BMS shares climb more than 4% this morning after the company announced its anticipated Phase III CheckMate-227 study data.
Shares of Bristol-Myers Squibb are climbing more than 4 percent this morning after the company announced its anticipated Phase III CheckMate-227 study met its endpoints of progression-free survival as a first-line lung cancer treatment.
BMS said its combination of Opdivo (nivolumab) and Yervoy (ipilimumab) is showing “superior” progression-free survival in advanced non-small cell lung cancer (NSCLC) patients whose tumors have high tumor mutation burden (TMB), regardless of PD-L1 expression. The combination treatment was compared with chemotherapy, the company said. Opdivo is a PD-1 immune checkpoint inhibitor and Yervoy targets CTLA-4, a protein receptor that regulates the immune system.
That was good news for the company, particularly after rival drugmaker AstraZeneca’s combination treatment of PD-1 inhibitor Imfinzi (durvalumab) and tremelimumab, a CTLA-4 inhibitor, failed to meet endpoints last year. Some analysts had limited BMS’ chances due to the failure of AstraZeneca’s combination.
BMS was hoping for good news ahead of its 2017 year-end financial report. Brad Loncar, CEO of Loncar Investments, told CNBC that the results from the trial are a “much-needed win” for the company. Loncar said first-line therapies for lung cancer are an important commercial opportunity for a company like BMS.
It was also important for BMS to see the Opdivo/ Yervoy combination succeed as a first-line treatment in NSCLC given a significant setback two years ago when Opdivo surprisingly failed to meet endpoints in a Phase III trial. The anti-PD-1 drug failed as a monotherapy for a “broad patient population” in patients with previously untreated advanced non-small cell lung cancer.
Matthew Hellman, the CheckMate-227 lead investigator, said TMB has “emerged as an important biomarker for the activity of immunotherapy.” The Phase III study showed superior progression-free survival in that predefined non-small cell lung cancer group, said Hellman, who is a medical oncologist at Memorial Sloan Kettering Cancer Center.
“CheckMate -227 showed that TMB is an important, independent predictive biomarker that can identify a population of first-line NSCLC patients who may benefit from the nivolumab plus ipilimumab combination,” Hellman said.

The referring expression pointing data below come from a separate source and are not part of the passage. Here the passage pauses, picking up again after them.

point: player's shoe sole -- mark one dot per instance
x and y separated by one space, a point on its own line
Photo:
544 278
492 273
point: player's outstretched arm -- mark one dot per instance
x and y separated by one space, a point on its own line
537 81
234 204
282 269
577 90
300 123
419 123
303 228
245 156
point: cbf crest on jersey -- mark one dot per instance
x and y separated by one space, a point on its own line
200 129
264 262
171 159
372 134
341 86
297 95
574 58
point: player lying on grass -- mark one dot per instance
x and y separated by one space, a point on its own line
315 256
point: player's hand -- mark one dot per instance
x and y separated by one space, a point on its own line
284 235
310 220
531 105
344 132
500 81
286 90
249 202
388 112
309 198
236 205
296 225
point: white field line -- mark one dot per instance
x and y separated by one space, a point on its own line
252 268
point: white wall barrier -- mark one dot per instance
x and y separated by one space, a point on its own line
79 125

BMS suggests that approximately 45 percent of the TMB-evaluable patients had tumors that expressed high TMB in the study. If that’s correct then that means the combination treatment could help a significant portion of NSCLC patients. Tumor mutation burden is a quantitative biomarker that reflects the total number of mutations carried by tumor cells. Tumor cells with high TMB have higher levels of neoantigens, which are thought to help the immune system recognize tumors and incite an increase in cancer-fighting T cells and an anti-tumor response. TMB is one type of biomarker that may help predict the likelihood a patient responds to immunotherapies, BMS said.
BMS picked the TMB patients using Foundation Medicine’s analytically validated assay FoundationOne CDx.

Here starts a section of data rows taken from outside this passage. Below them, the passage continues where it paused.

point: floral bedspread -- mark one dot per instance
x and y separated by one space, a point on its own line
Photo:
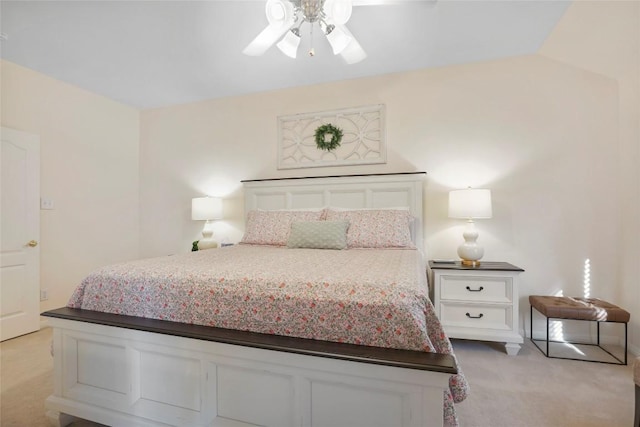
373 297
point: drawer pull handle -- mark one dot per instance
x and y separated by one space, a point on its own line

BMS Chief Executive Officer Giovanni Carforio was certainly enthusiastic about the study. In a statement, he said the CheckMate-227 data are a breakthrough in cancer research. Carforio added that the trial data is a “meaningful step forward” in determining which patients can most benefit from the combination of Opdivo and Yervoy. Findings from the CheckMate-227 trial attest to BMS’ “deep understanding of cancer biology,” he added.
BMS noted that an interim data analysis for overall survival has resulted in the Data Monitoring Committee to recommend the study continue. BMS anticipates overall survival data to be available by 2020.